The legislation, filed Monday by Democratic state Sen. Ann Gillespie of Arlington Heights, would allow developers of "mega projects" -- those worth at least $500 million -- to make payments to local taxing bodies like schools while also getting an assessment freeze of up to 40 years. Under the proposal, the Bears' payments would be negotiated, but it's the village of Arlington Heights -- not the school districts -- that would be doing the negotiating.
Gillespie, an admitted skeptic of her own bill, said she filed it so that it could be part of a larger conversation about her long-sought reforms to tax-increment financing.
Before the PILOT mechanism was floated in recent weeks by the Bears and business groups including the Illinois Chamber of Commerce, Gillespie and Heinz both went on record last fall opposing a possible Bears TIF, in which property taxes above a certain level would be diverted from schools and other taxing bodies into the Bears' redevelopment costs.
Heinz said this week that even the PILOT would shift development costs from the Bears potentially to local taxpayers.
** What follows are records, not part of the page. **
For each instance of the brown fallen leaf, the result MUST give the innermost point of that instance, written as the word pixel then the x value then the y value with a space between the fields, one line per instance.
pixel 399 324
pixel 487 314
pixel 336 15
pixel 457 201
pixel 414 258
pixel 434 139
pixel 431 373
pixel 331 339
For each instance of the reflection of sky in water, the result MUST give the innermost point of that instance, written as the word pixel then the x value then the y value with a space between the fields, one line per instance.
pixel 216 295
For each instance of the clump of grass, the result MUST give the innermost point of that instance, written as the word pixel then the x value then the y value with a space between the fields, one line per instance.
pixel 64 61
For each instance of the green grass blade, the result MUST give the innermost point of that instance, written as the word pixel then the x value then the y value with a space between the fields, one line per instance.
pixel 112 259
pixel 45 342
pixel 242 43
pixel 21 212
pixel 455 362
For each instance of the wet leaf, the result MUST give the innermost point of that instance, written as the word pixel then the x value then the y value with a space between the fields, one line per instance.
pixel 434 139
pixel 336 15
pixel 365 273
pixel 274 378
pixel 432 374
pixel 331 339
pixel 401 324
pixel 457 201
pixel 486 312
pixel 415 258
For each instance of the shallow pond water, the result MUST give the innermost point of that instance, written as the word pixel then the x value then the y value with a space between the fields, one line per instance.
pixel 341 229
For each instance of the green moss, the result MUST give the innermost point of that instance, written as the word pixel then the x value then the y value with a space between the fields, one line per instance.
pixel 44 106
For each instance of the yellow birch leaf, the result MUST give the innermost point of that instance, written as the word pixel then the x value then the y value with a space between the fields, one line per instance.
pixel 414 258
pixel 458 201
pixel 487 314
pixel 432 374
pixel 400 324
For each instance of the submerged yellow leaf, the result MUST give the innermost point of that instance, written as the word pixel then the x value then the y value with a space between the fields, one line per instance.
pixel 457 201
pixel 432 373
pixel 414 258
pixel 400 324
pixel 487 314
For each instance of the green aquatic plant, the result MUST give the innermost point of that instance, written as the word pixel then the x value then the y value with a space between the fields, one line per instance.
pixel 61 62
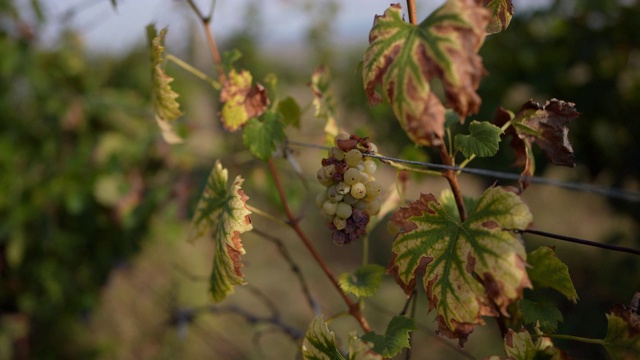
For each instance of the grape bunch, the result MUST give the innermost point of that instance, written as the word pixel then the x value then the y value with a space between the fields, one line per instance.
pixel 352 192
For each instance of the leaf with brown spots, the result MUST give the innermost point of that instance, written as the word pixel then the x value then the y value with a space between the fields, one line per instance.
pixel 501 14
pixel 242 101
pixel 404 58
pixel 472 268
pixel 166 108
pixel 545 126
pixel 222 213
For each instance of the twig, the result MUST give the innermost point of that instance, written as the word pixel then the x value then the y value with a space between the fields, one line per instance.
pixel 354 309
pixel 295 268
pixel 452 178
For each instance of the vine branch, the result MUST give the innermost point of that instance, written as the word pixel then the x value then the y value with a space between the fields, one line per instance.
pixel 354 309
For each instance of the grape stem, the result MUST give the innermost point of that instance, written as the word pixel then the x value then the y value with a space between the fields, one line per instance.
pixel 354 308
Supporters behind the arrangement vow it wouldn't lead to an increase in local property taxes. The Bears have pledged to privately finance construction of the stadium itself but said they're seeking "property tax certainty" and public help for infrastructure costs.
Ares Dalianis, an attorney with Chicago-based Franczek P.C. and general counsel for a number of suburban school districts, has been leading the behind-the-scenes effort on behalf of the Northwest suburban districts for months. After getting a draft of the so-called PILOT bill from Arlington Heights officials on Jan. 25, Dalianis and the three area superintendents interviewed eight prospective lobbyists Tuesday and Wednesday, and they plan to narrow the list Friday before finalizing a selection.
As a result, the District 214 and District 15 board votes didn't come with a name, contract or fee -- only that they authorize hiring a lobbyist when the time comes. District 15's board took a step further, saying that it wants someone to represent them not only with regards to the PILOT bill but also on the Bears' project overall.
Dalianis said it's likely a lobbyist would charge between $7,000 and $11,000 per month and be needed for a 5-month term. The fee would be split among the three districts.
He said the Bears have already retained three lobbyists.
Meanwhile, Dalianis said he walked the racetrack site with an appraiser who is calculating preliminary numbers based on the 2022 assessment year. Dalianis also has a planner who has been reviewing the Bears' publicly released conceptual plans to make estimates on how many residential bedrooms and prospective students there could be.
The planner is due to present that preliminary data Friday, which will be useful in determining a property value estimate, and eventually, what the school districts think the Bears' payment to them should be, Dalianis said.
Without the PILOT mechanism, he estimated the Bears redevelopment could stand to generate $150 million a year in taxes for District 214.
"It will be imposing a burden on the taxpayers of Elk Grove, Wheeling, Palatine and Schaumburg townships in a meaningful way for a 40-year period for the benefit of constructing a privately owned NFL football stadium," Dalianis told the District 214 board. "That's the only way to put it."